The title phrase In Darkest England was chosen as an allusion to In Darkest Africa, the explorer Henry Morton Stanley's account of his travels through Central Africa. Booth employs an extended metaphor comparing the privations of England's poor with those described by Stanley, writing that Darkest England is "alike in its vast extent..., its monotonous darkness, its malaria and its gloom, its dwarfish dehumanized inhabitants, the slavery to which they are subjected, their privations and their misery".

==Summary==
Booth proposed a strategy to apply the Christian Gospel and work ethic to the problems. The book speaks of abolishing vice and poverty by establishing homes for the homeless, farm communities such as Hadleigh Farm where the urban poor can be trained in agriculture, training centres for prospective emigrants, homes for fallen women and released prisoners, aid for the poor, and help for drunkards. He also lays down schemes for poor men's lawyers, banks, clinics, industrial schools and even a seaside resort. He says that if the state fails to meet its social obligations it will be the task of each Christian to step into the breach. However, Booth was not departing from his spiritual convictions to set up a socialist or communist society or sub-class, supported by people forced to finance his plans; Booth's ultimate aim was to get people "saved."
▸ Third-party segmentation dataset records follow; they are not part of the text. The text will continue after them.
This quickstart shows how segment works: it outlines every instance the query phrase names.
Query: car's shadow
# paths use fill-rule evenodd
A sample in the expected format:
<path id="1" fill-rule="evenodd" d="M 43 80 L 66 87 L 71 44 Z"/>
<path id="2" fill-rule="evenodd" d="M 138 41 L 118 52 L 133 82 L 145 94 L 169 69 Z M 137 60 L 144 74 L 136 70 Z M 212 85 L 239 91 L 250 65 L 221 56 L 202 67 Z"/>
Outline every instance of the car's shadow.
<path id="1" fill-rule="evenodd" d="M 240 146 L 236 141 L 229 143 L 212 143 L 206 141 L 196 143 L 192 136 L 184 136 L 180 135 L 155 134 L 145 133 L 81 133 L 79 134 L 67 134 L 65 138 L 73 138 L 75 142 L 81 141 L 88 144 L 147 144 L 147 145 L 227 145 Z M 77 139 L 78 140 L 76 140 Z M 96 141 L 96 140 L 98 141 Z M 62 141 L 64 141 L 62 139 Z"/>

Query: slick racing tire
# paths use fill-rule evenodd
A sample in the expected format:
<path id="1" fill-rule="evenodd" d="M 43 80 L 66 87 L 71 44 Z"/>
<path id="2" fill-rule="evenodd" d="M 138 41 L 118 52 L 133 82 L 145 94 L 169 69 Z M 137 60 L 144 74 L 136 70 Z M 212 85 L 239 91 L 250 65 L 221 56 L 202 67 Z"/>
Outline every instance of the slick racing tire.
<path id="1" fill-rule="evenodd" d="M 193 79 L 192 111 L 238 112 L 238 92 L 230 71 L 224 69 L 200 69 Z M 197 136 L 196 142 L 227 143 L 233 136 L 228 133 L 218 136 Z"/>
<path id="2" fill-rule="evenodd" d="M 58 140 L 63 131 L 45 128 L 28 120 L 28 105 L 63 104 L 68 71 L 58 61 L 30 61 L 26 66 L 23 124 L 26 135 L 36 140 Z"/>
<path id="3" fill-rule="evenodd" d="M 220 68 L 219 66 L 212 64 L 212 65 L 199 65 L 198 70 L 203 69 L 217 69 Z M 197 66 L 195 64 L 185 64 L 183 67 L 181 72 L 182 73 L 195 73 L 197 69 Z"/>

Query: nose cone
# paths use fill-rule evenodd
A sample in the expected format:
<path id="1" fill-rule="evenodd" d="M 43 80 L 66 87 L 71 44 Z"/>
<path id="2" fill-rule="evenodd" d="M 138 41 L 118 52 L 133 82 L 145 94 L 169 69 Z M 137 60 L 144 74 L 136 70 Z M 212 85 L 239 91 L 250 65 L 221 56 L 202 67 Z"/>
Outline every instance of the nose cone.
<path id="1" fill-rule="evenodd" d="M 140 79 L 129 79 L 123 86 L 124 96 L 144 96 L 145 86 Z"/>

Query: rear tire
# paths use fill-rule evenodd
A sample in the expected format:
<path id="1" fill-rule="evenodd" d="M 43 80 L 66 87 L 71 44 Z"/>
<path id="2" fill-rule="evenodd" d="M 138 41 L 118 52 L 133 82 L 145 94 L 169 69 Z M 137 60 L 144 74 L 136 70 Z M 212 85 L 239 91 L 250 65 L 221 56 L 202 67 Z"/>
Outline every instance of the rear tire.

Booth asserts in his introduction,

I have no intention to depart in the smallest degree from the main principles on which I have acted in the past. My only hope for the permanent deliverance of mankind from misery, either in this world or the next, is the regeneration or remaking of the individual by the power of the Holy Ghost through Jesus Christ. But in providing for the relief of temporal misery I reckon that I am only making it easy where it is now difficult, and possible where it is now all but impossible, for men and women to find their way to the Cross of our Lord Jesus Christ.

==Impact==
Within a month of publication, Darkest England had sold 115,000 copies.

In Darkest England and the Way Out was reprinted several times and lately in 2006. There are also other works that have focused on the impact and significance of In Darkest England. For example, marking the 125th anniversary of the publication of In Darkest England, the book Darkness and Deliverance: 125 Years of the Darkest England Scheme contains fifteen chapters from leading and emerging authors that explore various historical aspects and future implications of the Darkest England scheme.